In the last part of this blog, I would like to share my thoughts on an interesting talk on pitfalls of data analytics.
How smart is Football Data Analytics today?
In the world of data analytics, sports analytics is a big business opportunity in itself. It was probably kick started after the book Moneyball by Michael Lewis, published in 2003, which was a sports business biography of sorts that introduced analytics to sports data. After that, businesses have sprung up that offer sports clubs detailed statistics and predictions, particularly around recruitment. The interest around the topic is not only for sports clubs but it is so much that each year the MIT holds a Sports Analytics conference, and it gets bigger and more prestigious every year.
I particularly liked this talk because Dr. Stefan Kühn, codecentric, had very interesting insights about how in data analytics, ignorance could lead to drawing analyses that maybe commercially viable but could be totally wrong. Often due to pressure of producing impressive reports with severe time constraints data analysts overlook fundamental questions about the data itself.
He drew the point home using examples from the football analytics world. The first example was based on the bestseller “The Numbers Game: Why Everything You Know About Soccer Is Wrong.” In the book the authors talk about how much soccer relies on luck a lot more than people think and how statistical analysis of games could help derive winning decisions.
However, Dr. Kühn pointed out how some of the conclusions drawn in the book are largely ignorant and do not take alternatives into account. For example, the authors claim that long corners are overrated and that short corners are better based on the statistics that the average corner is worth about 0.022 goals. At the same time, Dr. Kühn pointed out that similar statistics when applied to penalties was equally bad, that average team scores once every ten games from a penalty, and so he asks whether teams should give up on penalties as well!

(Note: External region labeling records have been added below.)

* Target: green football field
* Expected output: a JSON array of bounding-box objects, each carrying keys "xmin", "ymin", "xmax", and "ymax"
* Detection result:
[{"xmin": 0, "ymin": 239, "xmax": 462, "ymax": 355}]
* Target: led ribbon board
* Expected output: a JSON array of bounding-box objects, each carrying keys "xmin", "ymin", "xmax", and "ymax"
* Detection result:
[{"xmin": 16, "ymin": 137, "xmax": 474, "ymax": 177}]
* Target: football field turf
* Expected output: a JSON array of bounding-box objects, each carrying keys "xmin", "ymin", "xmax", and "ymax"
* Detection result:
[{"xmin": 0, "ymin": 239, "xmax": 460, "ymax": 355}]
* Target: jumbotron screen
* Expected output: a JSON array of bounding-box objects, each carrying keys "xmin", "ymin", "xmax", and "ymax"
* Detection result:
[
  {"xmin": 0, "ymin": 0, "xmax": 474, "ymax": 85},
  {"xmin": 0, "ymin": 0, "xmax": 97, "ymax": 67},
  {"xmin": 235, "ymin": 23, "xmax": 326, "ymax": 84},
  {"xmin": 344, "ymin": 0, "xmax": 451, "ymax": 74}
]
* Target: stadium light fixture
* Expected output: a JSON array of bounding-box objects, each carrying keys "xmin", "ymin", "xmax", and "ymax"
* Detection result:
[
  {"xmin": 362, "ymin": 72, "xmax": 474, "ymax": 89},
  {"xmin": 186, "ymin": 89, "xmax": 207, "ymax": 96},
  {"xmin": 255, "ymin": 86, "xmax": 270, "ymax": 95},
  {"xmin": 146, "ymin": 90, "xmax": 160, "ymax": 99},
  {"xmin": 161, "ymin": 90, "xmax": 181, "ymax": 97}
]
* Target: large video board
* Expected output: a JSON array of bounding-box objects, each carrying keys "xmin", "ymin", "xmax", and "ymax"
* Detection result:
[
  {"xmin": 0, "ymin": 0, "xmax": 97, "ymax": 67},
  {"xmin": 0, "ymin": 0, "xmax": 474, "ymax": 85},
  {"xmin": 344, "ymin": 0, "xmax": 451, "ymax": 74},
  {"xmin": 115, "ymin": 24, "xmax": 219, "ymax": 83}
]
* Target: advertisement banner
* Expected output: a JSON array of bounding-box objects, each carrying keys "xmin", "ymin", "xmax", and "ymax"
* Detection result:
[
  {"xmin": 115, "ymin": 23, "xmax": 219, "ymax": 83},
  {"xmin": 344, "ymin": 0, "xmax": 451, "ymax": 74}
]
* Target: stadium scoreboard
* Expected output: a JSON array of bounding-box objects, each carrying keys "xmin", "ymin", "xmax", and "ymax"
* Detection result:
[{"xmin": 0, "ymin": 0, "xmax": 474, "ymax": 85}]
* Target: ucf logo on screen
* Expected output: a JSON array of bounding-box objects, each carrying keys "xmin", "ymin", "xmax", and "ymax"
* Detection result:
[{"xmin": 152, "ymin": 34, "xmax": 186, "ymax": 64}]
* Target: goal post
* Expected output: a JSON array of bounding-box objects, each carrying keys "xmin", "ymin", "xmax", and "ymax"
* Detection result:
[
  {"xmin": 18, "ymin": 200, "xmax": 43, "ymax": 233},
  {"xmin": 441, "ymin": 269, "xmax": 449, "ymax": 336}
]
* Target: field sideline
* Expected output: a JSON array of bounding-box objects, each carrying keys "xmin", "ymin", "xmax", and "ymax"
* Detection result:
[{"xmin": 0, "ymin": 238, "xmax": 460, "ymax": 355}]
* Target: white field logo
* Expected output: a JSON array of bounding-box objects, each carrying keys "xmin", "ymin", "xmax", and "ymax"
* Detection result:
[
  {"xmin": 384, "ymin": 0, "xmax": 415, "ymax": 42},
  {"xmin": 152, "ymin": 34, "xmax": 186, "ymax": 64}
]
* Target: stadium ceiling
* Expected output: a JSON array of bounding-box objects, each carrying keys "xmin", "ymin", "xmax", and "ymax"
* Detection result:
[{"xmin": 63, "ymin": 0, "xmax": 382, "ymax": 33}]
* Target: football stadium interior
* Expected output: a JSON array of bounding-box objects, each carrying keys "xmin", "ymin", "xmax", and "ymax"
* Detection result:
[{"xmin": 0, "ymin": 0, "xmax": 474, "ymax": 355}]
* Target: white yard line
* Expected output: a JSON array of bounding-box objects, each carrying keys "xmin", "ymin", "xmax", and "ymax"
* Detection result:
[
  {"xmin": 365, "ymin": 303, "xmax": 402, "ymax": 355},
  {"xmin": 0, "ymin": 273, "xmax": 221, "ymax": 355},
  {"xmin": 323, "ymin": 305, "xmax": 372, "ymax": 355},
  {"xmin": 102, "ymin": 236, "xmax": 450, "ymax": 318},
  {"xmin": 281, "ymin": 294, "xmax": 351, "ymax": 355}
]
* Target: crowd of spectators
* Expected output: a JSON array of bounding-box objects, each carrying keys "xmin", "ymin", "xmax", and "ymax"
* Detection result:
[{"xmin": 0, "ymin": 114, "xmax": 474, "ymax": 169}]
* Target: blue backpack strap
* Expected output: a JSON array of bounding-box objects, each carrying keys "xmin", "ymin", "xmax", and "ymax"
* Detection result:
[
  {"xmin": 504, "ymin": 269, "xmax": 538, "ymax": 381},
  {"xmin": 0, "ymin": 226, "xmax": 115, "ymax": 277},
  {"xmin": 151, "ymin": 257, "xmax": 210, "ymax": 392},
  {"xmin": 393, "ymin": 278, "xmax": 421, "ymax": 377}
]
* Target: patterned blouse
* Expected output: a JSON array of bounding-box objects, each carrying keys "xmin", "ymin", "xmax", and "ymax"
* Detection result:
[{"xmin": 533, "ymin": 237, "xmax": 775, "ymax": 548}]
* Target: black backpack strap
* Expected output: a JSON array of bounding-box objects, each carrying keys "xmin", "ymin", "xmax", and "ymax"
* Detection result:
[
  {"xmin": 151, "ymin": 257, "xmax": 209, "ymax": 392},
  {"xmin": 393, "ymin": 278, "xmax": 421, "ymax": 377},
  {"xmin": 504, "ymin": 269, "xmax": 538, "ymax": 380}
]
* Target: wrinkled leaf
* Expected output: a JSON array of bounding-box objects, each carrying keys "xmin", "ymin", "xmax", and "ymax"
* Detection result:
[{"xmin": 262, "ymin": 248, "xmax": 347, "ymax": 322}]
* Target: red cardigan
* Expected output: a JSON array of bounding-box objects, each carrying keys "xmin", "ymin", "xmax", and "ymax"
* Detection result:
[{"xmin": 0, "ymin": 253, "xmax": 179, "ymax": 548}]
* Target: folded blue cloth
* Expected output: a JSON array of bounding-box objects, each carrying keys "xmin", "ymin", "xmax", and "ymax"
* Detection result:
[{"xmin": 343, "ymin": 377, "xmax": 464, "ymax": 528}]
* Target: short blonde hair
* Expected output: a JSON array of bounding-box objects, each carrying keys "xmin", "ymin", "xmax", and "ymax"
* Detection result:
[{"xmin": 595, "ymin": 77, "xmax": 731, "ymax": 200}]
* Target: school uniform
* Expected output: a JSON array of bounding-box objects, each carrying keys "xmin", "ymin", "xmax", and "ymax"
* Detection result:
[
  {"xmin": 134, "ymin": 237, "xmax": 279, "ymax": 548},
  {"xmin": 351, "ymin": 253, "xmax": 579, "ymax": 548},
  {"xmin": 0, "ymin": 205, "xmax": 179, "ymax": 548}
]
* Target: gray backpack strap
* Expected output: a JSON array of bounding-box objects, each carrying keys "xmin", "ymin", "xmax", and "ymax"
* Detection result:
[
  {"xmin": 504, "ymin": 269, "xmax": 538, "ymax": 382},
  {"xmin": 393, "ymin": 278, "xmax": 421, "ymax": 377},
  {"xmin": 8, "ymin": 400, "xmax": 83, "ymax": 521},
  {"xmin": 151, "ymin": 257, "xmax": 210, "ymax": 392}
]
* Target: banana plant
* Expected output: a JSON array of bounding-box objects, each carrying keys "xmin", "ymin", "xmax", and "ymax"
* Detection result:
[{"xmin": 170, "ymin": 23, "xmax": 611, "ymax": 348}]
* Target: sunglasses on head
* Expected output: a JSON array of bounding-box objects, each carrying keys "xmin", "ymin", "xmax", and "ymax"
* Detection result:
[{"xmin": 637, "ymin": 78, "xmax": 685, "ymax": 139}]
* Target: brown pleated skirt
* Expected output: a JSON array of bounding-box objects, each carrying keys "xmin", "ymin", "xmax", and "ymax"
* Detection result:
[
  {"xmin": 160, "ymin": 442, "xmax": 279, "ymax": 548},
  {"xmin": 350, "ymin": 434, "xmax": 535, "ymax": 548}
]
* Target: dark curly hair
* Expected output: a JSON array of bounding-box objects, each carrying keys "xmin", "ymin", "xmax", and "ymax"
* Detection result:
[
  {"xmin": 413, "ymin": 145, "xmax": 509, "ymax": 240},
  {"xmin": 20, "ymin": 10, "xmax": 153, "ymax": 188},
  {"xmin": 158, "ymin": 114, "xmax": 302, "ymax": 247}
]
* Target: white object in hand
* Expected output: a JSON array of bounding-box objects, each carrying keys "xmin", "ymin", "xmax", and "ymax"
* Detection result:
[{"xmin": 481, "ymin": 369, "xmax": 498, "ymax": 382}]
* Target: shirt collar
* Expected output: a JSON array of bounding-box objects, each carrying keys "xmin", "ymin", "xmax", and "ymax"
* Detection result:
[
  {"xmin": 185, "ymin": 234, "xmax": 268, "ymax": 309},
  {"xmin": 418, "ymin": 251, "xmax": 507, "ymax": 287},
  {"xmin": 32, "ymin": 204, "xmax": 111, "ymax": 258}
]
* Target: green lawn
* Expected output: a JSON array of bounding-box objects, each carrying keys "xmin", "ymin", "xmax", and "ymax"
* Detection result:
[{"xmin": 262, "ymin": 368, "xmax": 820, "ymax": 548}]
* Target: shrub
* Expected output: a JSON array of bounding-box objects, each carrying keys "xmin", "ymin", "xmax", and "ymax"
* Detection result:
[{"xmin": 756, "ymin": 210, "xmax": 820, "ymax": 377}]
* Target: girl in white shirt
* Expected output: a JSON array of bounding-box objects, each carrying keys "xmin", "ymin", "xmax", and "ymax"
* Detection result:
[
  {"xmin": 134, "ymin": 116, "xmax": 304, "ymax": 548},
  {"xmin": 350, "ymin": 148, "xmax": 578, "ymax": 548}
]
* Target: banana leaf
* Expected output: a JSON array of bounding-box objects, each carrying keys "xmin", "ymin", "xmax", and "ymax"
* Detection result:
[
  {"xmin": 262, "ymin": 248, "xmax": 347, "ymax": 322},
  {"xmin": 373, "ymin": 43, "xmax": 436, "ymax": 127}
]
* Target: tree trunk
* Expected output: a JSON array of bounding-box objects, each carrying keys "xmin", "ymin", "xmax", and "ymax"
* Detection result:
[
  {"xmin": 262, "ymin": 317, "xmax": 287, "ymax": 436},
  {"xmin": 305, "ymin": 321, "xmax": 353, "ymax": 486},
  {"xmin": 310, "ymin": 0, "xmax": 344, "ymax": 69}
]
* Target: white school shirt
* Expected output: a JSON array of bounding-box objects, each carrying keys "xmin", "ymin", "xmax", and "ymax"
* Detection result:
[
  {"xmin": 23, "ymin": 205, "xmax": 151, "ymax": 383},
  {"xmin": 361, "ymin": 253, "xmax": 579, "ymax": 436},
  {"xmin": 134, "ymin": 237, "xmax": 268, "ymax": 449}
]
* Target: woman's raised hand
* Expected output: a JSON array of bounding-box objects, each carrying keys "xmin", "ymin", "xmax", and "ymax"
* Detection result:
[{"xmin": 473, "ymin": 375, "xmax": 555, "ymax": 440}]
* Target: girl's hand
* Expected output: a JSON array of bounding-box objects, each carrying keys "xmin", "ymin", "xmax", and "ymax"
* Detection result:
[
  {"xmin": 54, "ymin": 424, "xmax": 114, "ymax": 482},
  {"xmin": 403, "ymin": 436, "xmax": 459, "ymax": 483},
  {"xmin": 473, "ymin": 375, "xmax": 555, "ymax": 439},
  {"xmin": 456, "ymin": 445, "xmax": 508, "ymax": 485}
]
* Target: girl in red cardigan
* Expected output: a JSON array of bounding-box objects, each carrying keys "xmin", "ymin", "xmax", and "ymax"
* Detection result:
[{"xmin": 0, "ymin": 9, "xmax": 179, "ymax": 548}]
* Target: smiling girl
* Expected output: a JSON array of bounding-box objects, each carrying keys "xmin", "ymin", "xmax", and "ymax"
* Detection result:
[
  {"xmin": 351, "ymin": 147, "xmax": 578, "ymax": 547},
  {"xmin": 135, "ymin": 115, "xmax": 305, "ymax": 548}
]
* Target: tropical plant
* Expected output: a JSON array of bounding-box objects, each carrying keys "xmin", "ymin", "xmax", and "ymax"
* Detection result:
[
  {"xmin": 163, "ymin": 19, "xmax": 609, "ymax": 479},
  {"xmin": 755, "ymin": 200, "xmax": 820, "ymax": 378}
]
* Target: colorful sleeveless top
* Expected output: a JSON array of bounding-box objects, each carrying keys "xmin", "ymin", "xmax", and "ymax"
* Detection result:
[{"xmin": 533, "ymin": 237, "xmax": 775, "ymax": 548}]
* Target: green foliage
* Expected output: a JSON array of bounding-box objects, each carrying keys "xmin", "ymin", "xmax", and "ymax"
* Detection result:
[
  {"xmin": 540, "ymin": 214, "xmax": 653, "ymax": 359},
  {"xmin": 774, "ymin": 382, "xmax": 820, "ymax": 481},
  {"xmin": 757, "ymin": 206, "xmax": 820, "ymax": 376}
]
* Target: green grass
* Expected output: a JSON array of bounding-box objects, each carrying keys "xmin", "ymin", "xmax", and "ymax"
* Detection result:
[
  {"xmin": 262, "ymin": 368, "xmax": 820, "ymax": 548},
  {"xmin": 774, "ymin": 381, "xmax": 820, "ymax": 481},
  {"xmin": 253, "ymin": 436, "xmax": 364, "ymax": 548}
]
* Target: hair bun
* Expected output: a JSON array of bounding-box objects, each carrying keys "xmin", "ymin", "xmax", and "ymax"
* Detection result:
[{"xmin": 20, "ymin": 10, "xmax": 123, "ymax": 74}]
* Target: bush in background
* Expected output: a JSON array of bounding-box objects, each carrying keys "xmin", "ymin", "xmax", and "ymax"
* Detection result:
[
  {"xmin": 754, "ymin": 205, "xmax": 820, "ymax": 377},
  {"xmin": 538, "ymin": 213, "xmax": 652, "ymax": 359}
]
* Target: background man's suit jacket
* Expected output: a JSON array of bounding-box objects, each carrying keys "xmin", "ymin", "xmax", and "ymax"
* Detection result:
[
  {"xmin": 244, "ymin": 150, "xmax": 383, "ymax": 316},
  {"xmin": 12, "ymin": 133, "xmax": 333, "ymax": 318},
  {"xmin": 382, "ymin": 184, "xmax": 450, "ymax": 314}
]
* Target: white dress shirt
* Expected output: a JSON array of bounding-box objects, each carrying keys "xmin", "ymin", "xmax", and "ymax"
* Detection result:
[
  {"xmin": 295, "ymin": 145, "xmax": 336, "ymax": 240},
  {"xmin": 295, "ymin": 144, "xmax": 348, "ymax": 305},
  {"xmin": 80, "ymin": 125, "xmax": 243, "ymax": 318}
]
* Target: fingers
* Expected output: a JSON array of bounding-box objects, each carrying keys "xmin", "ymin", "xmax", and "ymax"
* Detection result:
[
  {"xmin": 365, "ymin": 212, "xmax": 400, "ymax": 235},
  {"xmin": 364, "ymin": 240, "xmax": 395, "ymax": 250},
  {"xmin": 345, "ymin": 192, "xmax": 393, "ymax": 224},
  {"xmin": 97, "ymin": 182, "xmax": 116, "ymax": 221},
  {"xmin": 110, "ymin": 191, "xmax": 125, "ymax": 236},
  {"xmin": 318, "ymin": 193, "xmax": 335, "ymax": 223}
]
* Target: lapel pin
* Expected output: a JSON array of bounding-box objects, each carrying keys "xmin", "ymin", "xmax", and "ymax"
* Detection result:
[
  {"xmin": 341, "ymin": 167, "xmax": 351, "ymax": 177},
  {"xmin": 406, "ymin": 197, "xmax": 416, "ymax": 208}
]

Another interesting example is based on the blog post by Dan Altman, founder of North Yard Analytics.
The claim here is that substitutions score more goals than expected and therefore coaches should substitute forwards every 45 minutes of the game. Dr. Kühn showed that even though the claim may be correct it is still weak to be taken seriously. He points out that the statistics were measured only for forwards in winning teams, the opponents could have scored more as well. Also fatigue is considered to be the cause of this effect, however a closer look reveals that there is no control possible for fatigue. In the study, fatigue has been measured in terms of the time spent on field however this cannot be accepted as a direct measure of fatigue.
The insights presented were relevant for any form of analytics. It reminds how important the pitfalls of raw statistics such as preconceptions, confirmation bias and lack of reflection about data without questioning the results would lead to producing incorrect reports.
To sum it all up
At the end of the first day there was a nice get together arranged with live music and fresh ‘Flammkuchen’. It provided a great atmosphere to get to know fellow conference attendees and to exchange information. The conference was well organized and on the last day I got the chance to take part in a workshop on ‘Introduction to Data Science’. The workshop walked us through the various Python based machine learning libraries using the Anaconda distribution. Hands on training of decision tree algorithm with the example of hand written digit recognition was very useful. To sum it all up, it was a successful conference and I am sure that everything I learned would help me at my work at Widas.